Similar to exact regression, we use a GaussianLikelihood.

In [4]:
class GPRegressionModel(gpytorch.models.GridInducingVariationalGP):
    def __init__(self):
        super(GPRegressionModel, self).__init__(grid_size=20, grid_bounds=[(-0.05, 1.05)])
        self.mean_module = gpytorch.means.ConstantMean()
        self.covar_module = gpytorch.kernels.ScaleKernel(
            gpytorch.kernels.RBFKernel(
                lengthscale_prior=gpytorch.priors.SmoothedBoxPrior(
                    math.exp(-3), math.exp(6), sigma=0.1, log_transform=True
                )
            )
        )

    def forward(self, x):
        mean_x = self.mean_module(x)
        covar_x = self.covar_module(x)
        return gpytorch.distributions.MultivariateNormal(mean_x, covar_x)

model = GPRegressionModel()
likelihood = gpytorch.likelihoods.GaussianLikelihood()

The training loop

This training loop will use stochastic optimization rather than batch optimization

In [5]:
model.train()
likelihood.train()

optimizer = torch.optim.Adam([
    {'params': model.parameters()},
    {'params': likelihood.parameters()},
], lr=0.01)

# Our loss object
# We're using the VariationalMarginalLogLikelihood object
mll = gpytorch.mlls.VariationalMarginalLogLikelihood(likelihood, model, num_data=train_y.numel())

# The training loop
def train(n_epochs=20):
    # We use a Learning rate scheduler from PyTorch to lower the learning rate during optimization
    # We're going to drop the learning rate by 1/10 after 3/4 of training
    # This helps the model converge to a minimum
    scheduler = torch.optim.lr_scheduler.MultiStepLR(optimizer, milestones=[0.75 * n_epochs], gamma=0.1)

    for i in range(n_epochs):
        scheduler.step()

        # Within each iteration, we will go over each minibatch of data
        for x_batch, y_batch in train_loader:
            optimizer.zero_grad()
            output = model(x_batch)
            loss = -mll(output, y_batch)

            # The actual optimization step
            loss.backward()
            optimizer.step()

        print('Epoch %d/%d - Loss: %.3f' % (i + 1, n_epochs, loss.item()))

%time train()
Epoch 1/20 - Loss: 1.485
Epoch 2/20 - Loss: 1.314
Epoch 3/20 - Loss: 1.203
Epoch 4/20 - Loss: 1.070
Epoch 5/20 - Loss: 1.028
Epoch 6/20 - Loss: 1.030
Epoch 7/20 - Loss: 0.752
Epoch 8/20 - Loss: 0.728
Epoch 9/20 - Loss: 0.479
Epoch 10/20 - Loss: 0.355
Epoch 11/20 - Loss: 0.216
Epoch 12/20 - Loss: 0.124
Epoch 13/20 - Loss: 0.135
Epoch 14/20 - Loss: 0.068
Epoch 15/20 - Loss: -0.013
Epoch 16/20 - Loss: -0.001
Epoch 17/20 - Loss: 0.053
Epoch 18/20 - Loss: 0.015
Epoch 19/20 - Loss: -0.059
Epoch 20/20 - Loss: -0.004
CPU times: user 19.6 s, sys: 852 ms, total: 20.5 s
Wall time: 5.11 s

Testing the model

In [6]:
model.eval()
likelihood.eval()

test_x = torch.linspace(0, 1, 51)
test_y = torch.sin(test_x * (4 * math.pi))
with torch.no_grad():
    observed_pred = likelihood(model(test_x))

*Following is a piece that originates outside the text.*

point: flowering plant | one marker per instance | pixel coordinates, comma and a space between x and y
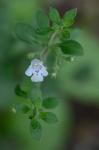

lower, upper = observed_pred.confidence_region()
fig, ax = plt.subplots(1, 1, figsize=(4, 3))
ax.plot(test_x.detach().cpu().numpy(), test_y.detach().cpu().numpy(), 'k*')
ax.plot(test_x.detach().cpu().numpy(), observed_pred.mean.detach().cpu().numpy(), 'b')
ax.fill_between(test_x.detach().cpu().numpy(), lower.detach().cpu().numpy(), upper.detach().cpu().numpy(), alpha=0.5)
ax.set_ylim([-3, 3])
ax.legend(['Observed Data', 'Mean', 'Confidence'])
Out[6]:
<matplotlib.legend.Legend at 0x7f38401cff98>
../../_images/examples_04_Scalable_GP_Regression_1D_KISSGP_Regression_1D_With_Stochastic_Variational_Inference_10_1.png
In [ ]: